Right to repair your own John Deere

john deere 5100gn

Tractors are marvels of modern machinery, they have air conditioning, guidance systems, satellite radio and more sensors than you can shake a corn cob at, all kept running by computer systems and software. Source: Agweb

But there’s one thing a farmer doesn’t have: the right to fix his John Deere 8235 R if it goes on the fritz.

Gone are the days when farmers could be their own mechanics. Just taking a peek under the metaphorical hood of the computers that run the big tractor could put you in violation of the federal Digital Millennium Copyright Act.

It’s the same for digital products from cell phones to printers to concrete crushers that rely on computer programs to run.

Nebraska is one of four states to consider legislation that would require manufacturers to make diagnostic, service and technical information available to farmers and independent repair technicians.

The others are Massachusetts, Minnesota and New York.

While the Nebraska Fair Repair Bill failed to gain traction before senators adjourned this spring, the issue is far from dead. It has been referred to the Agriculture Committee for study over the summer, and advocates are pushing for the bill to be reintroduced during the next session.

Now, the makers of off-road and farm equipment and many consumer electronics require their products to be repaired by certified technicians. That means if a tractor stops working you have no choice but to call the dealer. You can’t check the system codes to decide whether it’s an easy fix like changing a filter or something more complicated.

John Deere, in a 2014 comment to the US Copyright Office, said the people who buy its tractors don’t own the so!ware that makes them run.

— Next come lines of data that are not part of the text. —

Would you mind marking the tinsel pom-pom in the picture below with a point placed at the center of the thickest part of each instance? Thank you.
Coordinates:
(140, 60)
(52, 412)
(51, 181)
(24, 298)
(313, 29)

Instead, each has an “implied license for the life of the vehicle to operate the vehicle.”

In some cases, the company said, software could be subject to third-party restrictions and accessing it could violate copyright, trade secret or contractual rights.

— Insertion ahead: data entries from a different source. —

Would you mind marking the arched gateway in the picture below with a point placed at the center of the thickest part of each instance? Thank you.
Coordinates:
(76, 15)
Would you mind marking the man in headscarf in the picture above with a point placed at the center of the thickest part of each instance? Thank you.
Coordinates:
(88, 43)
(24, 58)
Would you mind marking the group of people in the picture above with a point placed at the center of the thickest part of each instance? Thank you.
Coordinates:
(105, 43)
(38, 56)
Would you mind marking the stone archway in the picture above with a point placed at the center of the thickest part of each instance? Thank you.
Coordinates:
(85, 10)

But farmers work when they can, and every hour matters when storms, frost and mud leave them with few suitable days. A malfunctioning combine can bring the fall harvest to a standstill. Waiting for a dealer to diagnose and fix a problem could mean hours, days or weeks lost.

Proponents of Nebraska’s Fair Repair Bill say it would let farmers work on their own equipment and allow independent mechanics to help get machines running quicker.

The Nebraska Farm Bureau, the state’s largest agriculture advocacy group, has not taken a stance on the issue but its members are talking about it, said Jordan Dux, the state Farm Bureau’s director of national affairs.

“For the time being, we remain neutral on it but that very well might change as we work through our policy development process,” he said.

Some Farm Bureau members, Mr Dux said, are concerned about taking business away from dealerships at a time when the ag economy has slowed and few farmers are buying new machinery.

“Keeping those dealerships in their communities is important,” he said. “Repairs are going to be the way a lot of these dealerships are going to make money for the time being simply because folks aren’t buying a lot of new equipment.”

Another concern, Mr Dux said, centers on what the farmers should do if they buy equipment and find the previous owner made changes to the software they don’t like.

Kyle Wiens, a software engineer and leading figure in the national Right to Repair movement, said in the same web seminar that new owners of used equipment would have what they need to restore factory defaults if manufacturers provided diagnostic tools and software.

John Hansen, president of the state’s second largest agricultural advocacy organization, the Nebraska Farmers Union, supports the Right to Repair efforts saying farmers should have the same option to get their tractor fixed by an independent mechanic as they do when they need to get their truck fixed.

“This is a fairness issue. Folks in agriculture shouldn’t be singled out and treated differently than the automotive customers or truck customers,” Mr Hansen said.

“Competition is what makes our system of economics better. When you take competition out of the equation there is almost always a reduction in choice and quality and an increase in cost to the consumer.”